Jankin was sitting on a straw bale in the dairy. He was still as a winter’s day. Nicholas could feel breath freeze on his lip and hear crows cackle over dead meat on the snow.
‘What did you see, Jankin?’
Jankin moved. His hand jumped to his throat. His eyes clamped and then yielded again to whatever it was that hovered between Nicholas and them. ‘I saw the Flemings. I heard children crying. They pulled them out of St Martin’s Vintry and they killed them in the street. All the Flemings. I didn’t want to see but it happened again and again. They cut off their heads but sometimes they just cut their throats. One woman tried to get away with a child. They slashed at her and the child. Their guts were spilled together on the street. God have mercy on their souls that finally departed, but not quickly enough.’
‘Did you hear anything of Richard Lyons?’
‘God cast the rebels into hell.’
‘They were calling his name.’
‘Calling because they were seeking him or because they had him?’
‘They were shrieking like devils. No-one could escape.’
‘None minded me. I was born here. My mother was maid to a knife-grinder. How was I to know? They have no grief with me.’
‘Listen to me, Jankin. The night is full of woe. You have seen part of it. You need to guard against the rest. Go out into the yard and help assemble our defences.’

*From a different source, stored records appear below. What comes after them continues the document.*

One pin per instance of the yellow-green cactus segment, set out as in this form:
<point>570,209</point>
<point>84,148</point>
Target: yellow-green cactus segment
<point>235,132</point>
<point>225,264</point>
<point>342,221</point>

The servants were out in the yard now, but they were not preparing the defences. Instead they were in a circle speaking together.
‘In the name of Jesus!’ Nicholas screamed. ‘What is going on?’
The ring broke between Peter and Guy, but the gap did not destroy the dissidence.
‘We are praying,’ said the voice of Agnes from within.
‘Looks more like witchcraft to me.’
‘Pardon, sir, if that is how it seems. But it is Jesus our Lord we call to, because we need His protection.’
‘Is it you who has devised this game of holding hands? It is pretty, but it does not serve the purpose you claim. You men can pray to Jesus while you are putting on your swords and your jackets. Agnes and Pieryne can be piling up missiles and filling buckets. This should have been done days ago.’